Georges Seurat's drawings at MoMA, which continue to haunt me now that I have seen them, trumped so much of the art that I passed leaving the museum that I couldn't bear to look at much else on exhibit (except Martin Puryear's Ladder to Booker T. Washington). This assembled gathering of over a hundred of Seurat's exquisitely crafted drawings of figures in the darkening urban twilight (and other dramatic hours) and rendered in black conté pencil on textured paper must count at the top of any exhibition of drawings I have ever seen.

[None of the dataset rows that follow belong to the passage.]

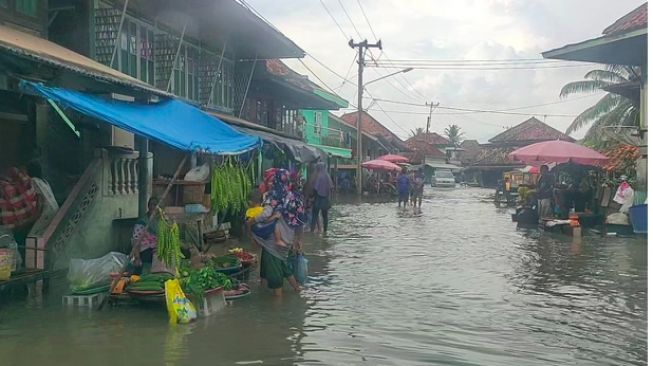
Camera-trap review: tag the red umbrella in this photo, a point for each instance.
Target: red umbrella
(394, 158)
(381, 165)
(531, 169)
(558, 152)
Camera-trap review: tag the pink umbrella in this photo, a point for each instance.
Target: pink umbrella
(558, 152)
(531, 169)
(394, 158)
(381, 165)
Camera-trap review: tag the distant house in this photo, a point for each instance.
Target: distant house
(427, 146)
(625, 42)
(486, 163)
(373, 127)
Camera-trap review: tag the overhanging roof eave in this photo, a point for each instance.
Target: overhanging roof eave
(572, 52)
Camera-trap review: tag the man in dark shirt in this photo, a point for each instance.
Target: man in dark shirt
(544, 192)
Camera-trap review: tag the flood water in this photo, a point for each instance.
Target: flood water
(457, 285)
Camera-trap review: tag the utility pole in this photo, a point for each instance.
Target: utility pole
(362, 49)
(428, 119)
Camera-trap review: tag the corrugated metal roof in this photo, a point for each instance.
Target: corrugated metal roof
(636, 19)
(528, 131)
(41, 50)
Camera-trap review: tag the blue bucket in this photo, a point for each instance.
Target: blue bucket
(639, 218)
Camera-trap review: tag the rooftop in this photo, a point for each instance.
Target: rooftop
(432, 138)
(375, 128)
(530, 131)
(636, 19)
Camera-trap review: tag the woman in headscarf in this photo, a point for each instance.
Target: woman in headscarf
(322, 186)
(282, 199)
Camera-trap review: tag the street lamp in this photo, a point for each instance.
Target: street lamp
(359, 123)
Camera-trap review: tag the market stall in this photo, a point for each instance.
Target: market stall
(572, 183)
(184, 281)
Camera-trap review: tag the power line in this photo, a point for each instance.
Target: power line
(446, 61)
(351, 65)
(475, 110)
(350, 21)
(504, 109)
(488, 68)
(334, 20)
(317, 77)
(389, 82)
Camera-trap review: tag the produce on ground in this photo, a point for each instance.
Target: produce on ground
(150, 282)
(225, 261)
(196, 282)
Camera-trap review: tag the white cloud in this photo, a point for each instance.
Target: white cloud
(462, 29)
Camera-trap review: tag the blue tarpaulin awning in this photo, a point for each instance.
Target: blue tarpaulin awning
(171, 122)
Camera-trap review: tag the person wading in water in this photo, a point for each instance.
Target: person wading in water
(322, 186)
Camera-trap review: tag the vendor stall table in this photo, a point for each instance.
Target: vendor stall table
(181, 192)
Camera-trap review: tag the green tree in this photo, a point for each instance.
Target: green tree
(454, 134)
(611, 110)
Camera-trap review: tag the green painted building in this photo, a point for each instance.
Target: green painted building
(319, 133)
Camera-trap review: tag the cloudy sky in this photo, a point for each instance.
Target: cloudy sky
(450, 30)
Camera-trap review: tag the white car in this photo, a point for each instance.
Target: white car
(444, 179)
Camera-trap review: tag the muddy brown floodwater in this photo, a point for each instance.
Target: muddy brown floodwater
(456, 285)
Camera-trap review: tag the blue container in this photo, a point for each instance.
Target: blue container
(639, 218)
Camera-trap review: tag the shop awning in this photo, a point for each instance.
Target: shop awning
(338, 152)
(22, 46)
(298, 150)
(171, 122)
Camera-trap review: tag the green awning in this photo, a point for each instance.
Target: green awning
(335, 151)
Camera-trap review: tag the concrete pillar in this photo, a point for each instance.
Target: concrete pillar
(642, 170)
(144, 175)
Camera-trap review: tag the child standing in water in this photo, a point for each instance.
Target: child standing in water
(262, 220)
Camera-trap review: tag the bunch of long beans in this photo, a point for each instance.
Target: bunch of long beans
(168, 248)
(230, 187)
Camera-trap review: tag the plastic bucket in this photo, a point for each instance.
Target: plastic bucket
(638, 218)
(6, 263)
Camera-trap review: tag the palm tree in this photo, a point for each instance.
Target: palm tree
(611, 110)
(419, 131)
(454, 134)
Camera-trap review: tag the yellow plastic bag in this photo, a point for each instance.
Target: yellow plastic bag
(180, 309)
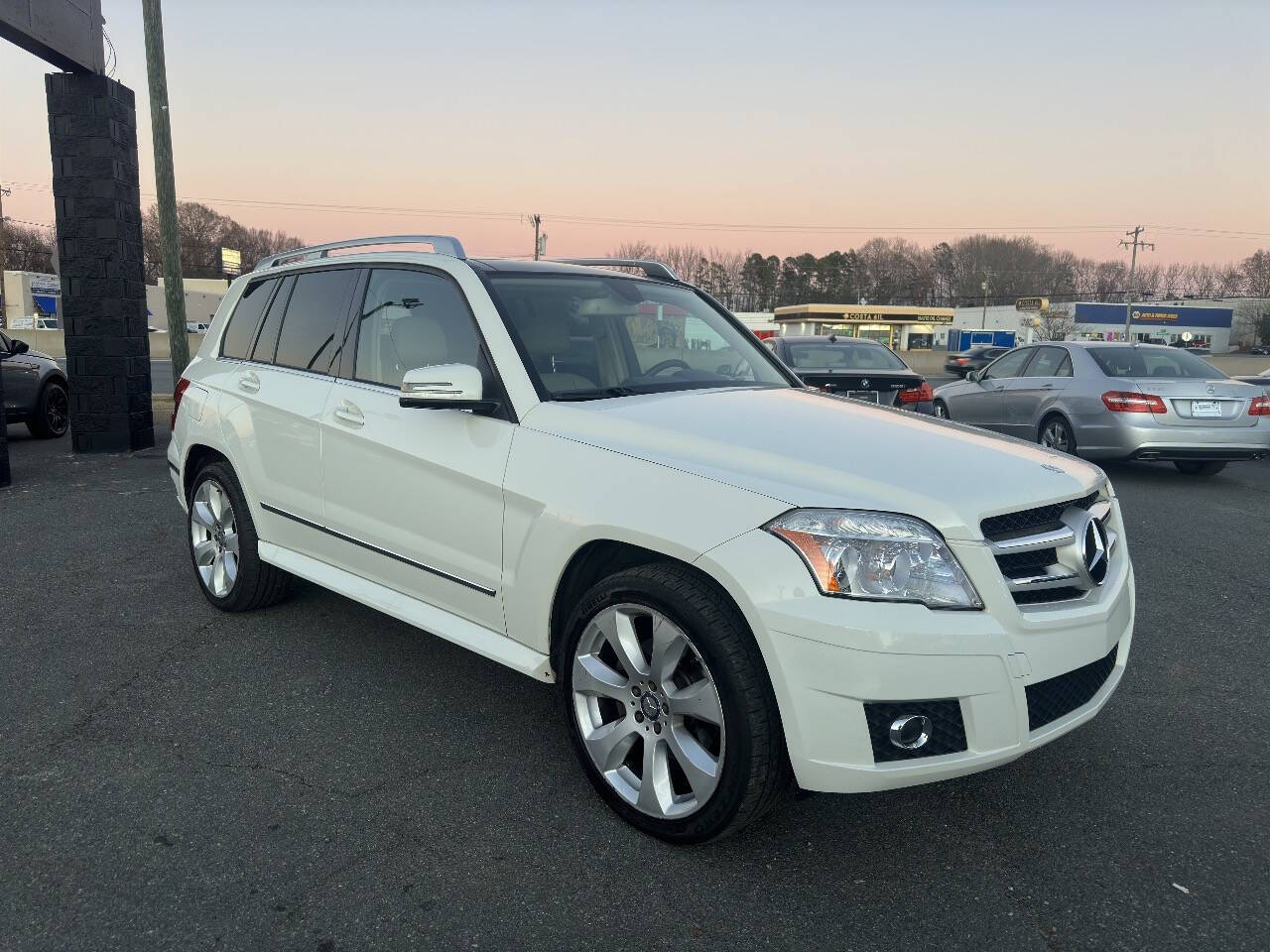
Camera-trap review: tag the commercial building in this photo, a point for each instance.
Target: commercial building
(898, 326)
(31, 299)
(1202, 324)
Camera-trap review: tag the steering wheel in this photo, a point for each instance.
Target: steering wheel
(665, 366)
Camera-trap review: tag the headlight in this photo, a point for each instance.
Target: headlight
(876, 555)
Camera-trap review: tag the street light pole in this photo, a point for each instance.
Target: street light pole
(166, 185)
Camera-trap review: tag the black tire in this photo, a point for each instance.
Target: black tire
(51, 417)
(1060, 421)
(1198, 467)
(258, 584)
(756, 771)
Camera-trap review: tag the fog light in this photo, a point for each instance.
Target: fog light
(911, 731)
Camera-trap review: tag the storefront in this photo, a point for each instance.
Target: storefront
(898, 326)
(1157, 322)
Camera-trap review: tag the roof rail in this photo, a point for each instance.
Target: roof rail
(441, 244)
(652, 270)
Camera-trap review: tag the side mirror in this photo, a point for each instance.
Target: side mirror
(445, 386)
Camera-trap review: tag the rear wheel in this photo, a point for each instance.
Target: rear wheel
(1196, 467)
(51, 417)
(1056, 433)
(670, 707)
(223, 544)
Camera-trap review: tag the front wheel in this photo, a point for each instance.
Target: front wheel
(53, 416)
(1196, 467)
(670, 707)
(223, 544)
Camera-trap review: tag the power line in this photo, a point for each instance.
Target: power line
(690, 225)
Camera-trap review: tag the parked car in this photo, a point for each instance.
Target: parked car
(1261, 380)
(35, 390)
(604, 481)
(855, 367)
(973, 359)
(1116, 402)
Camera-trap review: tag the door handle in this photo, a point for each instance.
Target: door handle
(349, 414)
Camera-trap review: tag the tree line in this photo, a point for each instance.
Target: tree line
(949, 275)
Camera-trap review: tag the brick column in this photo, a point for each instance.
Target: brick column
(93, 132)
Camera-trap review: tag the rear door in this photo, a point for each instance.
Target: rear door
(417, 494)
(280, 393)
(1028, 397)
(984, 402)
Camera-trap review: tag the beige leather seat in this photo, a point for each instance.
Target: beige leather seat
(547, 338)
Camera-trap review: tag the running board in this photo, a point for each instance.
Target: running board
(412, 611)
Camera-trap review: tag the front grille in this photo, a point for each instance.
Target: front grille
(1040, 520)
(1016, 565)
(1019, 566)
(948, 730)
(1057, 697)
(1046, 595)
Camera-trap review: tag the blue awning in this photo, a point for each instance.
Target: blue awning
(46, 302)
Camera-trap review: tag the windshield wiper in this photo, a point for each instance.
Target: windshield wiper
(594, 394)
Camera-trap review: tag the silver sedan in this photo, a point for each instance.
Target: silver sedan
(1116, 402)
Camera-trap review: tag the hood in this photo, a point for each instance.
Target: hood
(804, 448)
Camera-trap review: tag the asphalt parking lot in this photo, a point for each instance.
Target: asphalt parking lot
(321, 777)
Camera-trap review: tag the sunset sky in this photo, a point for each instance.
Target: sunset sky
(775, 127)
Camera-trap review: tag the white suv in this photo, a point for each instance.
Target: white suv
(602, 480)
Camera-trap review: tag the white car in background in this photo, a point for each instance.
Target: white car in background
(604, 481)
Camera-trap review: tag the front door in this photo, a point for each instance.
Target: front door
(984, 405)
(416, 493)
(21, 380)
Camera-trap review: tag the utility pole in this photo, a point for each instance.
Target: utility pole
(1133, 266)
(4, 425)
(166, 184)
(987, 290)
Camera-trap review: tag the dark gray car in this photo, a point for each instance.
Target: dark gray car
(35, 390)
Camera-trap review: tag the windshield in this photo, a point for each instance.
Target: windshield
(1166, 362)
(841, 356)
(599, 336)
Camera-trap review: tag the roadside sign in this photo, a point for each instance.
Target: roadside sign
(1032, 304)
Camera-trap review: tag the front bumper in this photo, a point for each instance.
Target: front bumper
(828, 657)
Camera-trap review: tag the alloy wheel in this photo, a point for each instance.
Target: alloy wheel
(213, 537)
(56, 412)
(1056, 436)
(648, 711)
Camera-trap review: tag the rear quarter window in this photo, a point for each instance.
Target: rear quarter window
(245, 318)
(318, 304)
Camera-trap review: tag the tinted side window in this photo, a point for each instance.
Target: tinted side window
(239, 335)
(1007, 366)
(318, 304)
(1049, 363)
(268, 336)
(411, 320)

On the afternoon I attended the exhibition, several visitors, including myself, brought their drawing materials with them to get a sense of Seurat's method. These drawings are so seductively tactile that I wanted to feel some of their material power and energy by attempting to copy some of his shapes and lines. Those lines! Some swirl randomly in interlocking passages, while others cross-hatch into the darkest blacks. And Seurat must be the master at what all art teachers try to explain - let the white of the paper function as the light, whether it's artificial or natural.

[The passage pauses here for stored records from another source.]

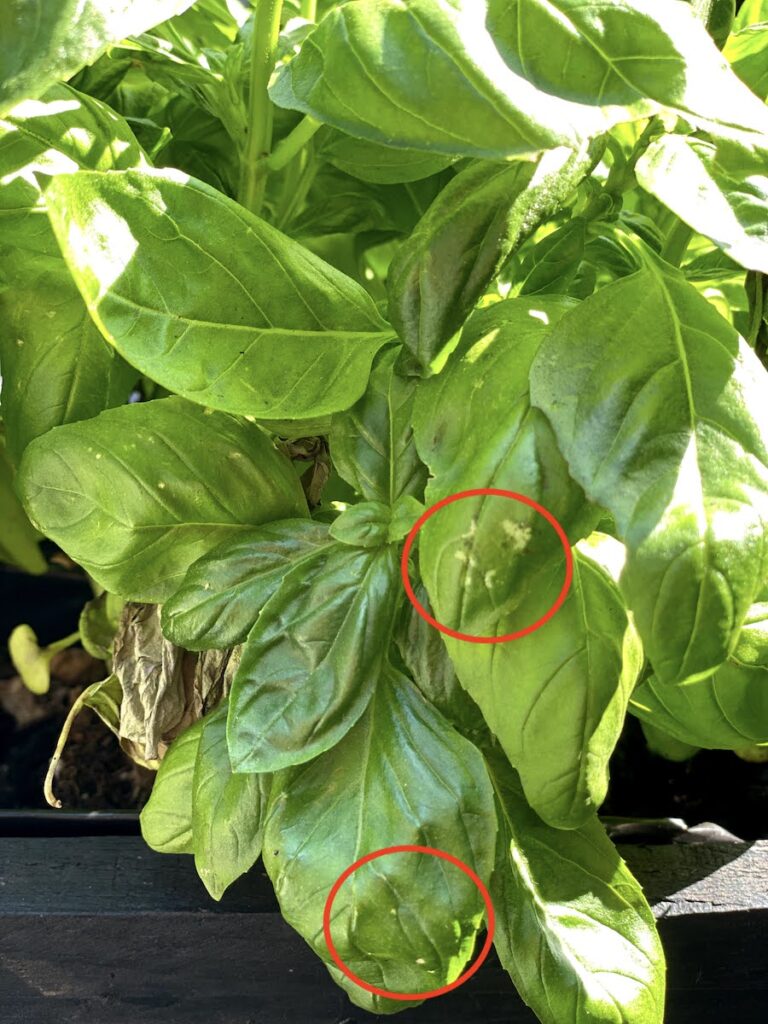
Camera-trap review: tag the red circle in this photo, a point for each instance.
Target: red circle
(408, 996)
(499, 493)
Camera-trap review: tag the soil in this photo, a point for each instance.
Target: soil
(94, 774)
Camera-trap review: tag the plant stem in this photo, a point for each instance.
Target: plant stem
(265, 35)
(288, 147)
(64, 644)
(676, 243)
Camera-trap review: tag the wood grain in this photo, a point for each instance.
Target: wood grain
(100, 930)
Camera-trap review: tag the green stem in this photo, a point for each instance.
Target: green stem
(265, 35)
(676, 243)
(293, 143)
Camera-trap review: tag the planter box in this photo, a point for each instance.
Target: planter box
(98, 928)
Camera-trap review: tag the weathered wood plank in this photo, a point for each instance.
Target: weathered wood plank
(101, 929)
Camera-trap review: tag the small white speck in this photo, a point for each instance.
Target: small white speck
(518, 532)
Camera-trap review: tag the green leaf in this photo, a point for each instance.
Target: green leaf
(726, 711)
(556, 698)
(18, 541)
(426, 657)
(489, 78)
(659, 410)
(720, 188)
(572, 927)
(224, 591)
(312, 660)
(474, 428)
(460, 244)
(379, 164)
(227, 810)
(555, 260)
(748, 52)
(57, 367)
(363, 525)
(372, 444)
(138, 493)
(610, 54)
(407, 923)
(167, 817)
(43, 42)
(269, 330)
(98, 624)
(104, 698)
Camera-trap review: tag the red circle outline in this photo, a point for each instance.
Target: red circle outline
(477, 493)
(409, 996)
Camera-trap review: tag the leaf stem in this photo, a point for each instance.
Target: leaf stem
(288, 147)
(676, 243)
(265, 35)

After leaving MoMA in the late afternoon, I had planned to take the E train back to the W. 4th station, but upon learning that the train was delayed for an indeterminate time, I decided to foot it from 53rd St. down Fifth Avenue to the Village. In the deepening twilight of a cool day, I could see the boulevardiers ahead of me, some in full-length black coats, in motion and in darkness, loosing some focus and detail. Heading home, my fresh memory of the drawings of Georges Seurat from France during the 1880s cross-hatched and blended with life in contemporary Manhattan.

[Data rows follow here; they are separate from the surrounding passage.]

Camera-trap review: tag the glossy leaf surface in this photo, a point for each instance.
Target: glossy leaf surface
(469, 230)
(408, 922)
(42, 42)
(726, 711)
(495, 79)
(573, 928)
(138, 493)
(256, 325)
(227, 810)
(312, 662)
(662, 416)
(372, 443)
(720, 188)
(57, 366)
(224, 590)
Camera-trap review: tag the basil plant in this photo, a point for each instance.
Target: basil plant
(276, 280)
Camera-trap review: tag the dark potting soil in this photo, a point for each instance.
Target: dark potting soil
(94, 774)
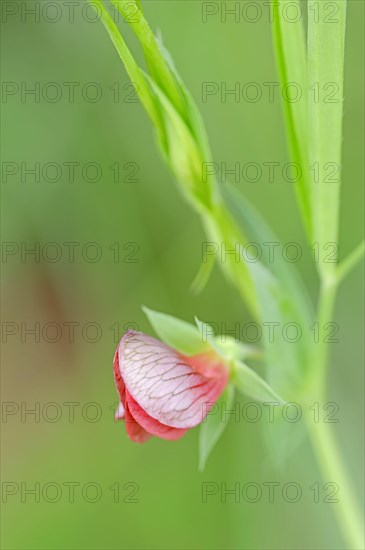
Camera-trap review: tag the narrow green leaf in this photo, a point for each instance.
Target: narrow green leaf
(176, 333)
(157, 65)
(136, 75)
(350, 262)
(326, 50)
(291, 59)
(212, 427)
(248, 382)
(258, 232)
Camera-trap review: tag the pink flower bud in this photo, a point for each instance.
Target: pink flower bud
(163, 392)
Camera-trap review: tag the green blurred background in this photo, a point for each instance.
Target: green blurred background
(151, 213)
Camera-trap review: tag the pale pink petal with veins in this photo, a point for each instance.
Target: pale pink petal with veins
(165, 386)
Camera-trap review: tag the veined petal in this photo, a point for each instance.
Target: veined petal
(176, 391)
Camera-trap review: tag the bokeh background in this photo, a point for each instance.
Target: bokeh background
(169, 512)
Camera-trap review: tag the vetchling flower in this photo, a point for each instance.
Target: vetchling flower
(163, 392)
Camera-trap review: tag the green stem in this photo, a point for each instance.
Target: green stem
(323, 441)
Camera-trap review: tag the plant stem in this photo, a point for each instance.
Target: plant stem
(323, 441)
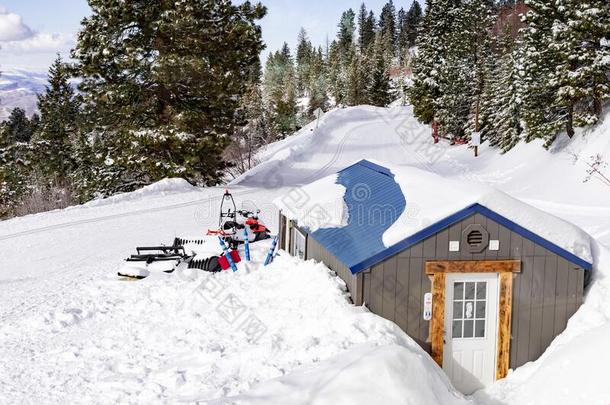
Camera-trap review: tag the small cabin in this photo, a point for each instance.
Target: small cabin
(481, 281)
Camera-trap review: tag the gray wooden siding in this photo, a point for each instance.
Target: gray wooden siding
(546, 293)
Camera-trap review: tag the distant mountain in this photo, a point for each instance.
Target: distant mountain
(18, 88)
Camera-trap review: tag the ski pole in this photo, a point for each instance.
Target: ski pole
(246, 244)
(225, 249)
(269, 257)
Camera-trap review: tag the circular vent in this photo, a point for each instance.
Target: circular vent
(475, 238)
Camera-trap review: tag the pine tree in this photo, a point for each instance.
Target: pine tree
(17, 128)
(431, 59)
(251, 135)
(345, 36)
(503, 98)
(161, 84)
(281, 93)
(303, 61)
(387, 24)
(402, 42)
(366, 24)
(318, 87)
(412, 23)
(356, 93)
(474, 43)
(379, 91)
(565, 66)
(58, 127)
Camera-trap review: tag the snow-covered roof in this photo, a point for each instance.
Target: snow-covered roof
(370, 211)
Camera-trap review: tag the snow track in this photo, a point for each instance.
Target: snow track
(70, 332)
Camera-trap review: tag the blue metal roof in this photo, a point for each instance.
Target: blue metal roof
(375, 201)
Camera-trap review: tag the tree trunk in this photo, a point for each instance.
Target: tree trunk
(570, 121)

Image: detail of Deux hommes marchant dans un champ (Two Men Walking in a Field) Georges-Pierre Seurat, ca.1882-1884

Georges Seurat: The Drawings continues at the Museum of Modern Art through January 7, 2008. View the online exhibition here.

See the related post: Seurat Out Walking and Drawing on an Ordinary Sunday.

Comments

Anton Deque said…
Oh, Lucky Man! How I wish I could see these marvellous drawings. Thank you for the link to the MoMa pages – except that is my work done for today! I will read and re-read the excellent exhibition notes. There is something so special about Seurat, one of the most interesting overlooked artists of his time.